Według danych MZ z 1 grudnia br., klauzulę opt-out wypowiedziało 2310 lekarzy. Rezydenci podają inną liczbę – ok. 2,8 tys. osób, jednak zaznaczają, że uwzględnia ona także tych, którzy zadeklarowali, że 1 stycznia nie podpiszą powtórnie klauzuli.

Klauzula opt-out to odrębna umowa, z miesięcznym terminem wypowiedzenia, na mocy której lekarz zgadza się na wydłużenie czasu pracy powyżej 48 godzin tygodniowo. Dzięki temu szpitale mogą zapewnić całodobową opiekę lekarską nad pacjentami, wyznaczając m.in. grafik dyżurów lekarskich.

"To jest z jednej strony chęć lekarzy, żeby pracować bardziej normalnie. To jest zgodne z prawem i każdy powinien swoje siły oceniać według swoich możliwości i nie można pod żadnym pozorem nikogo zmusić do tego, żeby pracował znacznie więcej, bo to się czasami zdarza i w cale to nie jest takie dobre, nie tylko dla pracowników, ale także dla podopiecznych. To jest jeden punkt widzenia" - mówił we wtorek w Polsat News minister zdrowia Konstanty Radziwiłł.

"Drugi - to, że się to odbywa nie tyle w ramach poszukiwania czy oceny własnych możliwości lekarzy, którzy decydują się na wypowiedzenie możliwości dłuższej pracy, tylko to jest jakiś rodzaj zorganizowanej akcji, i to oceniam bardzo krytycznie. Bo - nie mam wątpliwości - cała ta akcja nie wiele ma wspólnego z oceną własnych możliwości lekarzy. Po prostu chodzi w niej o to, żeby skomplikować funkcjonowanie szpitali i w niektórych pewnie będzie trzeba dokonać jakichś zmian organizacyjnych" - dodał.

Jak mówił, należy "tę sprawę widzieć w dwóch wymiarach". "Jeżeli ktoś nie czuje się na siłach pracować, to granicą powinna być zawsze granica zdrowego rozsądku i nie powinno się tej pracy podejmować w takich warunkach nadzwyczajnego zmęczenia, bo można zaszkodzić pacjentom. Natomiast wezwania do tego są absolutnie nie na miejscu i uważam, że zwłaszcza wtedy, kiedy ci, którzy są odpowiedzialni za pieczę nad należytym wykonywaniem zawodu, a tak jest z samorządem lekarskim, nie powinni do takich masowych wezwań się posuwać" - powiedział Radziwiłł.
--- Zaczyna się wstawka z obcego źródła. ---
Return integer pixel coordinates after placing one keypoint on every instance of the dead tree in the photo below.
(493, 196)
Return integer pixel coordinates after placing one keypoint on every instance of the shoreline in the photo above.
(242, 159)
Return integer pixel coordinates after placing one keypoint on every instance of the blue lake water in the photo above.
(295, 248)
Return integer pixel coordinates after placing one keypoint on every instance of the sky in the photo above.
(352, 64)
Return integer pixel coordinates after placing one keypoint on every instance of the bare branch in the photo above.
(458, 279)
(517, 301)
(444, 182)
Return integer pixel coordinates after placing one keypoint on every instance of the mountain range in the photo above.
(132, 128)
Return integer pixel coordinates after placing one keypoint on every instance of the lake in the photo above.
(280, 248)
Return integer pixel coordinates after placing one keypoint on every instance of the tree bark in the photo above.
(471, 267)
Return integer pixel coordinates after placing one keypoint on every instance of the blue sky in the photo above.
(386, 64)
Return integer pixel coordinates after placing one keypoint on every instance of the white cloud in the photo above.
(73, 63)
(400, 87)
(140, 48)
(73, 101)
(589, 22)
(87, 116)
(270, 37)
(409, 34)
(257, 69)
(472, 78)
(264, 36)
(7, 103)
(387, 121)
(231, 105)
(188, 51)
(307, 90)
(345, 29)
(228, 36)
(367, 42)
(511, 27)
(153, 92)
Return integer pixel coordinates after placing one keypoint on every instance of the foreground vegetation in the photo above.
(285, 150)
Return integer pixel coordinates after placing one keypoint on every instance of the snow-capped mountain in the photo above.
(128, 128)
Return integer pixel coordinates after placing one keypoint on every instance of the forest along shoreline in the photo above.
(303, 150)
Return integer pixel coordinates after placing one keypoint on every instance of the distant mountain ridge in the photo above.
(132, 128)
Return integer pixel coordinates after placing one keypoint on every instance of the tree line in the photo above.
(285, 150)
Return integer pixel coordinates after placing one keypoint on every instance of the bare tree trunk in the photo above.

"To może w poważny sposób zaburzyć jakość opieki nad pacjentem" - dodał.

Radziwiłł pytany był także o wpis w nocy z poniedziałku na wtorek na Twitterze premier Beaty Szydło. "Bez względu na wszystko najważniejsza jest Polska. Dbająca o rodzinę i wartości, bezpieczna. Wyrosła na fundamencie chrześcijańskim, tolerancyjna i otwarta. Nowoczesna i ambitna. To mój kraj. Przykład dla Europy i świata. Tacy jesteśmy Polacy - napisała premier.

"Moim zdaniem to jest kwintesencja najważniejszych rzeczy, o których warto sobie od czasu do czasu przypomnieć. To jest dowód na to, że obecny rząd trzyma się pewnych zasad, że my nie tylko rozwiązujemy codzienne problemy, ale widzimy to w pewnym porządku. To jest niesłychanie ważne, żeby robiąc coś widzieć tą perspektywę dalszą, horyzont. To jest przykład tego myślenia" - ocenił Radziwiłł.